Single by Ray Anthony and His Orchestra
- B-side: "The Darktown Strutters' Ball"
- Released: 1950
- Genre: Jazz
- Length: 3:01
- Label: Capitol
- Songwriter(s): Bruno Coquatrix, Sammy Gallop

Ray Anthony and His Orchestra singles chronology
| "Autumn Nocturne" (1950) | "Count Every Star" (1950) | "Autumn Leaves" (1950) |

= Count Every Star =

"Count Every Star" is a song written by Bruno Coquatrix and Sammy Gallop and first released by Ray Anthony and His Orchestra.

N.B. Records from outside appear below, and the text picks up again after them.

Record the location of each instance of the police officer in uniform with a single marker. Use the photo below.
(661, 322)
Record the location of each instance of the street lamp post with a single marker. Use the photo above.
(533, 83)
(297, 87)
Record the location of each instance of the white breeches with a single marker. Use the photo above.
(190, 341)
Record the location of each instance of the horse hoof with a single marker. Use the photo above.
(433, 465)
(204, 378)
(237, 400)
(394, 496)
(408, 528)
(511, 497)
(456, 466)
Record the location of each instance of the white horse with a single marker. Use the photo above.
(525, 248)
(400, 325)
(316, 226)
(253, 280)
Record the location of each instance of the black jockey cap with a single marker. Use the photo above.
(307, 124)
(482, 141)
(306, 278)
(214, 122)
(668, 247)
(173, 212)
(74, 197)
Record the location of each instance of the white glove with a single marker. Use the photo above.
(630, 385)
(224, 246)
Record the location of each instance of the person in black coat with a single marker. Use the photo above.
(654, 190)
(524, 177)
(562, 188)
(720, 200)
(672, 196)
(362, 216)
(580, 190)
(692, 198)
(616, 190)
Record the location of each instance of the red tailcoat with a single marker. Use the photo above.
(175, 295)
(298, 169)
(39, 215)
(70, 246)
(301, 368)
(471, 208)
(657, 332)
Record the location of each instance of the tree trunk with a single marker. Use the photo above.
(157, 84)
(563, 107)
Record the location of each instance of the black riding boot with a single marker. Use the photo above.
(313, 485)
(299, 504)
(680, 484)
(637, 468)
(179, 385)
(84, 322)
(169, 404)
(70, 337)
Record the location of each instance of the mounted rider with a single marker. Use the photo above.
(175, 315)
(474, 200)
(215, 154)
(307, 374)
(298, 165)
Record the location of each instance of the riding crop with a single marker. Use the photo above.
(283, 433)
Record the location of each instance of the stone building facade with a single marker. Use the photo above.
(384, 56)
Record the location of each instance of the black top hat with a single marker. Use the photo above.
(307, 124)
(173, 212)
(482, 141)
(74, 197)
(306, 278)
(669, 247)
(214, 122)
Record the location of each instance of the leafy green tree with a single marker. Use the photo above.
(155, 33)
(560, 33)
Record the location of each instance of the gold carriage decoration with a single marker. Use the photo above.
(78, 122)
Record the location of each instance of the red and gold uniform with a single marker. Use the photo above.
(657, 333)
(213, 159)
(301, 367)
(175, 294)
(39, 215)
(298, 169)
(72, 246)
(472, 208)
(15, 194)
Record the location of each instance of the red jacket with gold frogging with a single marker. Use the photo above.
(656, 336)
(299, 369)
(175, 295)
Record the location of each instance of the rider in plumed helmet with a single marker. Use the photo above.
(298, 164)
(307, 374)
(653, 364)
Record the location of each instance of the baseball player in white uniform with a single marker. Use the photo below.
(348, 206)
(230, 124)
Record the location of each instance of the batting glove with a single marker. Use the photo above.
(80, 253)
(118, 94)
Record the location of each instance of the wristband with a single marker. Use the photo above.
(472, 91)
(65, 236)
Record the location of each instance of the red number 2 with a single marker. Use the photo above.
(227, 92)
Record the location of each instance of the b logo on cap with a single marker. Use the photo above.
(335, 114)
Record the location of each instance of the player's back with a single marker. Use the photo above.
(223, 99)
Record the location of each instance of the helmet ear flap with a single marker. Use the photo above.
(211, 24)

It reached number 4 on the US pop chart in 1950.

==Other charting versions==
- Hugo Winterhalter released a version of the song as a single in 1950, when it reached number 10 on the US pop chart.
- Dick Haymes and Artie Shaw released a version of the song as a single in 1950, where it reached number 10 on the US pop chart.
- Linda Scott released a version of the song as a single in 1962, reaching number 10 on the US adult contemporary chart and number 41 on the Billboard pop chart.

==Other versions==
- The Ravens released a version of the song as the B-side to their 1950 single "It's the Talk of the Town".
- The Lester Young Quartet released a version of the song as a single in 1954.
- Al Cohn released a version of the song on his 1954 album, Mr. Music.
- Bill Snyder released a version of the song as a single in 1954.
- Al Hibbler released a version of the song as part of an EP in 1956.
- Grant Green released a version of the song on his 1962 album, Born to Be Blue.
- Sonny Stitt released a version of the song on his 1958 album, Stitt's Bits.
- Ike Quebec released a version of the song on his 1961 album, Blue & Sentimental.